Package Distribution
Official Registry
Stdlib packages live in the official Ori registry:
registry.ori-lang.org/std/math
registry.ori-lang.org/std/fs
registry.ori-lang.org/std/crypto
Community packages are separate:
registry.ori-lang.org/packages/cool-library
Bundled with Toolchain
Compiler ships with compatible stdlib versions pre-downloaded:
ori-0.5.0/
├── bin/oric
├── lib/
│ └── std/
│ ├── math-1.0.0/
│ ├── fs-1.2.0/
│ ├── time-1.1.0/
│ └── ...
Works offline. Updates pulled only when requested.
Migration from Monolithic
If we started monolithic and moved to modular, migration would be painful. Starting modular from day one avoids this.
The stdlib packages are designed together and tested together, but versioned separately.

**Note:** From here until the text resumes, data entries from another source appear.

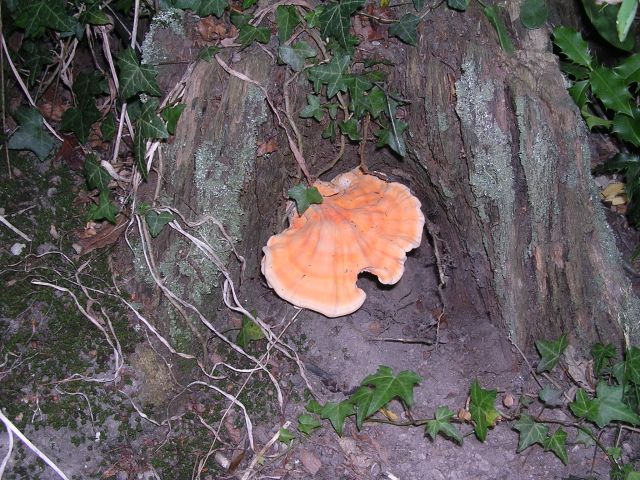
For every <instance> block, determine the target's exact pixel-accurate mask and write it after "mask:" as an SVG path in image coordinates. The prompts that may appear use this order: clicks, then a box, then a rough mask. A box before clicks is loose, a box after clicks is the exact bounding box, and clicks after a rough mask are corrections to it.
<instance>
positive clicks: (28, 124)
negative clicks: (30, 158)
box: [7, 107, 55, 160]
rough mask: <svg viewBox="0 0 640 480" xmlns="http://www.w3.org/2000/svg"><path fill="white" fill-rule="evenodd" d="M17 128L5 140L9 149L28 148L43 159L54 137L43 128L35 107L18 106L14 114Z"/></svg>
mask: <svg viewBox="0 0 640 480" xmlns="http://www.w3.org/2000/svg"><path fill="white" fill-rule="evenodd" d="M14 117H15V119H16V122H17V123H18V125H20V126H19V127H18V129H17V130H16V131H15V132H13V135H11V137H10V138H9V142H7V147H8V148H9V149H11V150H29V151H31V152H33V153H35V155H36V156H37V157H38V158H39V159H40V160H45V159H46V158H47V156H48V155H49V153H50V152H51V150H52V149H53V146H54V144H55V139H54V137H53V136H51V135H50V134H49V132H47V131H46V130H45V128H44V122H43V120H42V115H41V114H40V112H39V111H38V110H36V109H35V108H29V107H20V108H19V109H18V110H17V111H16V113H15V114H14Z"/></svg>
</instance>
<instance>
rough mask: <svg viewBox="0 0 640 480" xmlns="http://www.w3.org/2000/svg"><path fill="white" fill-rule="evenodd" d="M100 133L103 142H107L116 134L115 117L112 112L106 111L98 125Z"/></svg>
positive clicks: (115, 134)
mask: <svg viewBox="0 0 640 480" xmlns="http://www.w3.org/2000/svg"><path fill="white" fill-rule="evenodd" d="M100 133H102V139H103V140H104V141H105V142H109V141H111V140H112V139H113V137H115V135H116V117H115V116H114V115H113V112H109V113H107V116H106V117H104V120H102V124H101V125H100Z"/></svg>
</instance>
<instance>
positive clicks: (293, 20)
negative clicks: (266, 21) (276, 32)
mask: <svg viewBox="0 0 640 480" xmlns="http://www.w3.org/2000/svg"><path fill="white" fill-rule="evenodd" d="M299 23H300V17H299V16H298V14H297V13H296V7H295V6H294V5H278V8H276V24H277V25H278V40H280V43H284V42H286V41H287V40H288V39H289V37H290V36H291V34H292V33H293V31H294V30H295V29H296V27H297V26H298V24H299Z"/></svg>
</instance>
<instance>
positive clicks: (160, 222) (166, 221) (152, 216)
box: [144, 209, 244, 347]
mask: <svg viewBox="0 0 640 480" xmlns="http://www.w3.org/2000/svg"><path fill="white" fill-rule="evenodd" d="M174 218H175V216H174V215H173V213H171V212H167V211H162V212H156V211H155V210H151V209H149V210H147V211H146V212H145V214H144V219H145V220H146V222H147V227H148V228H149V235H151V236H152V237H153V238H156V237H157V236H158V235H160V232H161V231H162V229H163V228H164V227H165V225H167V224H169V223H170V222H172V221H173V219H174ZM242 326H243V328H244V319H243V325H242ZM236 343H237V342H236ZM240 346H241V347H242V345H240Z"/></svg>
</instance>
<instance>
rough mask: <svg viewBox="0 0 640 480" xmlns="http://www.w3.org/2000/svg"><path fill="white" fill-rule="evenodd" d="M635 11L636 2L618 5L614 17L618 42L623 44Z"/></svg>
mask: <svg viewBox="0 0 640 480" xmlns="http://www.w3.org/2000/svg"><path fill="white" fill-rule="evenodd" d="M636 10H638V0H624V1H623V2H622V4H621V5H620V9H619V10H618V16H617V17H616V30H617V31H618V40H620V42H624V41H625V39H626V38H627V34H628V33H629V29H630V28H631V25H632V24H633V21H634V20H635V18H636Z"/></svg>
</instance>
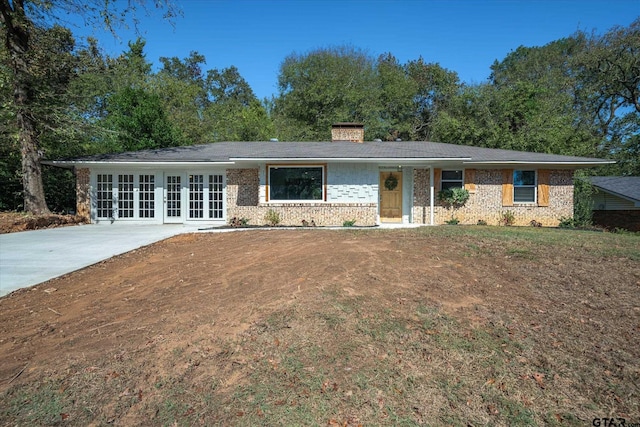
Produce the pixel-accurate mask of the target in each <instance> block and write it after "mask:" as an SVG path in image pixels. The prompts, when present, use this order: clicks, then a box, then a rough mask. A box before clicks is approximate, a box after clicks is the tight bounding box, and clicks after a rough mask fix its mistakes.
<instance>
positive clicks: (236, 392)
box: [0, 226, 640, 426]
mask: <svg viewBox="0 0 640 427" xmlns="http://www.w3.org/2000/svg"><path fill="white" fill-rule="evenodd" d="M69 255H70V256H73V254H69ZM639 343H640V237H639V236H637V235H624V234H611V233H596V232H579V231H565V230H555V229H534V228H509V227H503V228H497V227H453V226H445V227H428V228H420V229H412V230H357V229H353V230H321V229H313V230H309V229H306V230H302V229H301V230H289V231H286V230H248V231H239V232H229V233H210V234H187V235H182V236H178V237H174V238H171V239H168V240H165V241H162V242H160V243H157V244H154V245H151V246H147V247H144V248H141V249H139V250H135V251H132V252H129V253H127V254H124V255H122V256H118V257H115V258H112V259H110V260H108V261H105V262H102V263H99V264H96V265H94V266H91V267H88V268H86V269H83V270H80V271H77V272H75V273H72V274H69V275H66V276H63V277H60V278H58V279H55V280H51V281H49V282H46V283H43V284H40V285H38V286H35V287H32V288H29V289H23V290H19V291H16V292H14V293H12V294H9V295H7V296H5V297H3V298H0V425H7V426H8V425H95V426H98V425H111V424H113V425H274V424H280V425H331V426H357V425H379V424H384V425H423V424H424V425H470V426H478V425H536V424H537V425H581V426H584V425H596V424H592V423H593V422H594V421H593V420H594V419H595V418H598V419H602V418H615V419H616V422H619V420H620V419H624V420H625V421H626V424H627V425H629V424H632V423H640V407H639V404H640V345H639ZM601 425H604V424H601Z"/></svg>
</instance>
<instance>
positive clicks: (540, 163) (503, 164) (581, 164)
mask: <svg viewBox="0 0 640 427" xmlns="http://www.w3.org/2000/svg"><path fill="white" fill-rule="evenodd" d="M614 163H615V161H613V160H594V161H566V162H562V161H546V160H543V161H540V160H505V161H495V160H481V161H477V160H472V161H469V162H464V164H465V165H467V166H474V165H478V166H508V165H530V166H532V165H539V166H565V167H567V166H568V167H591V166H603V165H611V164H614Z"/></svg>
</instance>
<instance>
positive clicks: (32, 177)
mask: <svg viewBox="0 0 640 427" xmlns="http://www.w3.org/2000/svg"><path fill="white" fill-rule="evenodd" d="M16 89H17V88H16ZM18 108H19V109H18V114H17V121H18V129H19V130H18V138H19V141H20V154H21V156H22V187H23V192H24V210H25V212H29V213H31V214H34V215H41V214H48V213H50V211H49V208H48V207H47V202H46V200H45V198H44V185H43V184H42V165H41V163H40V157H41V154H40V150H39V149H38V137H37V135H36V132H35V123H34V120H33V117H31V115H30V114H29V112H28V111H27V110H26V109H22V108H20V106H18Z"/></svg>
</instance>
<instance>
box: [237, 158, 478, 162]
mask: <svg viewBox="0 0 640 427" xmlns="http://www.w3.org/2000/svg"><path fill="white" fill-rule="evenodd" d="M229 160H231V161H234V162H353V163H384V162H394V163H397V162H403V163H424V162H428V163H433V162H441V161H456V162H464V161H466V160H471V158H469V157H453V158H442V157H421V158H416V157H251V158H249V157H232V158H230V159H229Z"/></svg>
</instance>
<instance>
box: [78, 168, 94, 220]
mask: <svg viewBox="0 0 640 427" xmlns="http://www.w3.org/2000/svg"><path fill="white" fill-rule="evenodd" d="M75 172H76V215H77V216H79V217H81V218H84V220H85V221H87V222H89V221H91V199H90V194H89V191H90V189H91V183H90V177H91V174H90V171H89V169H88V168H80V169H76V170H75Z"/></svg>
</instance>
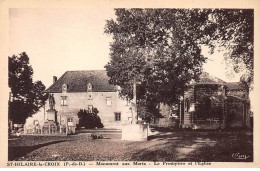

Users see a cohesive stdlib; the infrastructure allows independent patches.
Examples
Typical Project
# ori.toml
[project]
name = "my-app"
version = "1.0.0"
[dependencies]
# Uses compiler defaults for all std packages
# Override specific versions only if needed:
# std.crypto = "1.0.1" # Uncomment if patching
[dependencies.community]
some-lib = "2.3.0"
// main.ori
use std.fs { read }
use std.json { parse_as }
use std.http { get }
type Config = { api_url: str, timeout: Duration }
@main () -> void uses FileSystem, Http =
{
let config = read(path: "config.json")?
let config = parse_as<Config>(source: config)?
let response = get(url: config.api_url)?
print(msg: response.body)
}
No third-party packages needed for basic operations.
Security Patch Scenario
# CVE announced for crypto vulnerability
$ ori outdated
std.crypto: 1.0.0 -> 1.0.1 (security patch available)
$ ori update std.crypto
Updated std.crypto to 1.0.1
$ ori build
# Done. No compiler update needed.
Summary
| Aspect | Ori’s Approach |
|---|---|
| Core primitives | Versioned with compiler |
| Stdlib packages | Semver independent, core team maintained |
| Common tasks | Covered by std.* (batteries included) |
| Implementation | FFI to proven C libraries |
| Security patches | Independent of compiler releases |
| Community packages | Separate ecosystem, not std.* |
| Long-term commitment | If it’s std.*, we maintain it |
The principle: A language is only as useful as its standard library. Ori provides comprehensive, trustworthy, maintainable stdlib packages so users can build real software without gambling on third-party maintenance.